Adopté en 2023, l'accord international sur la conservation et l'utilisation durable de la diversité biologique marine dans les zones situées au-delà de la juridiction nationale (le « Traité sur la haute mer ») est un autre instrument international important qui vise à conserver et à gérer de manière durable la moitié de notre planète jusqu'alors négligée. Il existe encore des poches de haute mer en Méditerranée, et le PAM devrait donc agir sur au moins deux fronts : soutenir ses Parties dans leur processus de ratification du traité ; anticiper les défis liés à la mise en œuvre de l'accord en Méditerranée, notamment en ce qui concerne les outils de gestion par zone et les aires marines protégées.
Enfin, les négociations en vue d'un traité mondial sur les plastiques doivent également faire l'objet d'un suivi attentif. Chaque jour, environ 730 tonnes de plastique sont déversées dans la mer Méditerranée. Des mesures ont déjà été prises pour lutter contre cette pollution, notamment dans le cadre du Plan régional sur les déchets marins de 2013 et de la Stratégie à moyen terme 2022-2027. Si le traité mondial est finalement adopté, le PAM pourrait poursuivre ces efforts en aidant les pays à le mettre en œuvre, en tenant compte des spécificités de la région.
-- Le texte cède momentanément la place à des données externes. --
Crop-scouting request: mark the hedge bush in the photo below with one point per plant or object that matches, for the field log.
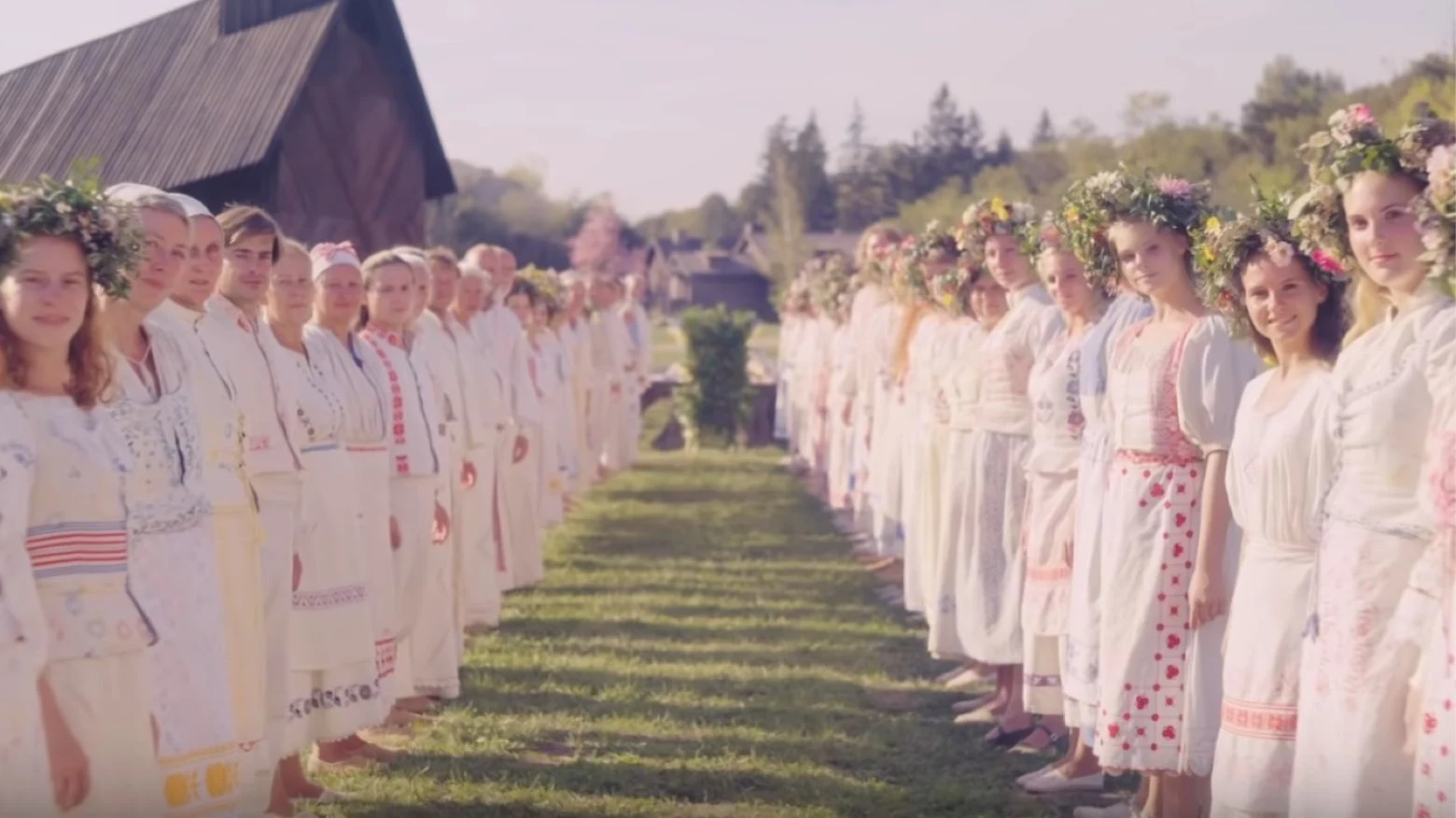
(717, 401)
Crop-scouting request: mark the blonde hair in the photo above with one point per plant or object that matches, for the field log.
(907, 328)
(1367, 306)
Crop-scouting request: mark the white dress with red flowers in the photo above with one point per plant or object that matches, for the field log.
(961, 385)
(1172, 401)
(1356, 670)
(1277, 466)
(990, 523)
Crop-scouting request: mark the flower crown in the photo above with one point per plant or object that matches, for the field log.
(1225, 249)
(1435, 214)
(936, 244)
(108, 233)
(830, 284)
(546, 284)
(1092, 205)
(993, 218)
(1354, 143)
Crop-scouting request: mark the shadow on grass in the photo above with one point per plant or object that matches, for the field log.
(702, 648)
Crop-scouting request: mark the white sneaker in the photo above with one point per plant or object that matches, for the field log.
(1056, 782)
(967, 677)
(1022, 781)
(1120, 810)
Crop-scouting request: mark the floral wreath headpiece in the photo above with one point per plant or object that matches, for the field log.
(1224, 249)
(1092, 205)
(1435, 216)
(108, 232)
(1354, 143)
(993, 218)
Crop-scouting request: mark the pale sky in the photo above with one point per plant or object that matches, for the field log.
(662, 102)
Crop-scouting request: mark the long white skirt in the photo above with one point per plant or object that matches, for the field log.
(476, 557)
(106, 702)
(1349, 758)
(278, 513)
(1084, 643)
(371, 466)
(413, 505)
(989, 596)
(1048, 529)
(522, 497)
(1161, 683)
(25, 768)
(174, 577)
(436, 640)
(1435, 768)
(1267, 616)
(923, 515)
(334, 680)
(953, 557)
(886, 465)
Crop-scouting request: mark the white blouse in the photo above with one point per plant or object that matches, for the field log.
(345, 373)
(1008, 356)
(234, 339)
(415, 432)
(215, 395)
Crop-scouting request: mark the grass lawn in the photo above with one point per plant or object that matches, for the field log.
(667, 344)
(702, 646)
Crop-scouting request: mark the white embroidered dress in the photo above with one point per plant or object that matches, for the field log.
(989, 601)
(96, 664)
(330, 632)
(363, 388)
(1052, 484)
(175, 577)
(1373, 531)
(1279, 463)
(1172, 401)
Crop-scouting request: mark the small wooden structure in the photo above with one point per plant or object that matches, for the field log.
(309, 108)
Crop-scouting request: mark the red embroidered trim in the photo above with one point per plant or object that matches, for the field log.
(1255, 719)
(397, 398)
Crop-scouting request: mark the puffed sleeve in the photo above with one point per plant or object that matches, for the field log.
(1211, 382)
(22, 623)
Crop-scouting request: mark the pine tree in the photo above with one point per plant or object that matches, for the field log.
(1045, 134)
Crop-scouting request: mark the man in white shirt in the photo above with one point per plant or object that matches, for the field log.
(251, 245)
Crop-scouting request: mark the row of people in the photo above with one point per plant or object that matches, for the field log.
(254, 497)
(1180, 482)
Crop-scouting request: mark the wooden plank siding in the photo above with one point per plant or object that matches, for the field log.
(350, 163)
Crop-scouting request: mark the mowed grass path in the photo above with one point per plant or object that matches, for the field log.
(702, 646)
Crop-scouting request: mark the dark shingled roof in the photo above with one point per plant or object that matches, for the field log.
(194, 93)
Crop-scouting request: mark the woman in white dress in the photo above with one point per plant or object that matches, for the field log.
(989, 604)
(1349, 758)
(174, 557)
(334, 680)
(416, 456)
(1079, 661)
(1432, 596)
(935, 255)
(1169, 546)
(1052, 484)
(986, 300)
(93, 695)
(337, 359)
(527, 565)
(1279, 463)
(236, 528)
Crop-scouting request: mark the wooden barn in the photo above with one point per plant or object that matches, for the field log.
(309, 108)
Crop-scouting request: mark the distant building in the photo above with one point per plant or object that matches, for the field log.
(689, 273)
(309, 108)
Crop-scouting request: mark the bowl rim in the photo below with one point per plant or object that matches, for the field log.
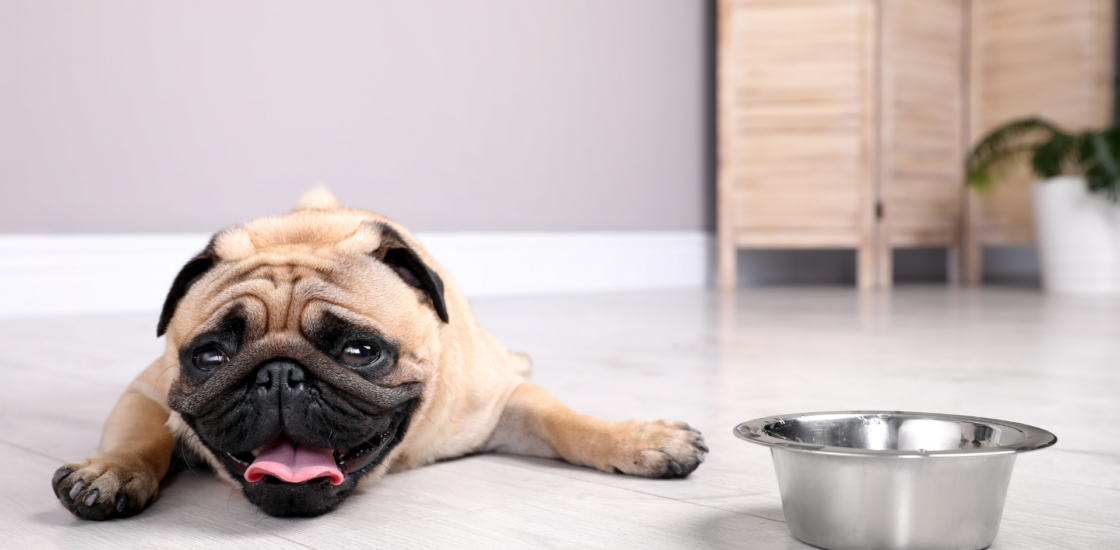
(755, 431)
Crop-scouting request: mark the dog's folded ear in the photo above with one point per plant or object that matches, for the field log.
(197, 267)
(394, 252)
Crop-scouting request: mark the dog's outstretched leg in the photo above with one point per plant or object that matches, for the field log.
(535, 422)
(134, 454)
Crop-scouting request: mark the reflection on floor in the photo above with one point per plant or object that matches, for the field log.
(710, 360)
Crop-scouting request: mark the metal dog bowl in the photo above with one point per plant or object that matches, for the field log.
(877, 479)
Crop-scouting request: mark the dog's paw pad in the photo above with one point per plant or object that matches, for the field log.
(659, 448)
(102, 487)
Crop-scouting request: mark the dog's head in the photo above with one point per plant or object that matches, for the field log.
(305, 345)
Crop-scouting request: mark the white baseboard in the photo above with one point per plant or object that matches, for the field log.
(100, 273)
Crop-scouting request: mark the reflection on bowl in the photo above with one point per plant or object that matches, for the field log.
(895, 479)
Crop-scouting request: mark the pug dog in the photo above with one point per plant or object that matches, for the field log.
(314, 351)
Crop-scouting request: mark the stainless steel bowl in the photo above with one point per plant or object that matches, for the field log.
(878, 479)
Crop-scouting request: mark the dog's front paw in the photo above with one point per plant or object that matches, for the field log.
(659, 448)
(105, 486)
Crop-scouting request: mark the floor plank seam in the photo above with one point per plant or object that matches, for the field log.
(649, 494)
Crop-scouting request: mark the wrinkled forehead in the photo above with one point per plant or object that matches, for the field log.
(308, 233)
(296, 278)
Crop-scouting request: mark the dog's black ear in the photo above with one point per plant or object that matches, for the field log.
(404, 261)
(188, 275)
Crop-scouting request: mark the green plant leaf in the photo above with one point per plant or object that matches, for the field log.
(1016, 141)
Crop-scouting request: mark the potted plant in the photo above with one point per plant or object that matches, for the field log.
(1076, 198)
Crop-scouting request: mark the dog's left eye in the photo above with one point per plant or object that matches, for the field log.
(358, 354)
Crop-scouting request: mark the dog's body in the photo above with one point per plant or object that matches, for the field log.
(311, 351)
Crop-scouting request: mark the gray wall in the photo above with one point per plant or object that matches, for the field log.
(447, 115)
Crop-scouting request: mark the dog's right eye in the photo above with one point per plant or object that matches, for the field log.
(210, 359)
(360, 354)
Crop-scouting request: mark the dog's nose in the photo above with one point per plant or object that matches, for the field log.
(281, 375)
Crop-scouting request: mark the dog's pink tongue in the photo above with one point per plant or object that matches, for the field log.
(286, 462)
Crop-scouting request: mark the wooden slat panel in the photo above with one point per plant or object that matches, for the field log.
(793, 111)
(1036, 57)
(922, 122)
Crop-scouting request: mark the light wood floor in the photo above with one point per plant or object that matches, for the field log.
(711, 360)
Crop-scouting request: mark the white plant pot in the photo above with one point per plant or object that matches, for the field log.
(1079, 238)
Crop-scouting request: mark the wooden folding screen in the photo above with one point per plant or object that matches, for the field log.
(796, 101)
(1032, 57)
(845, 123)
Depuis sa création, le cadre de coopération méditerranéen s’est avéré particulièrement résilient face aux crises, guerres, révolutions, changements de régime et troubles sociaux, tout en réalisant des progrès indéniables dans la protection des environnements côtiers et marins. De nombreux défis restent toutefois à relever pour assurer une protection efficace des écosystèmes méditerranéens, renforcer la résilience des habitats côtiers et garantir une gestion équitable et coordonnée des ressources partagées. Pourtant, à l'heure où le contexte géopolitique mondial est de plus en plus incertain et où les dynamiques multilatérales évoluent, l'histoire de la Méditerranée montre qu'une approche régionale de la protection du milieu marin constitue un puissant levier de progrès collectif. Il appartient désormais aux États méditerranéens de tirer les leçons de cette expérience et de renforcer leur leadership politique et leur engagement financier afin de consolider les efforts déjà entrepris.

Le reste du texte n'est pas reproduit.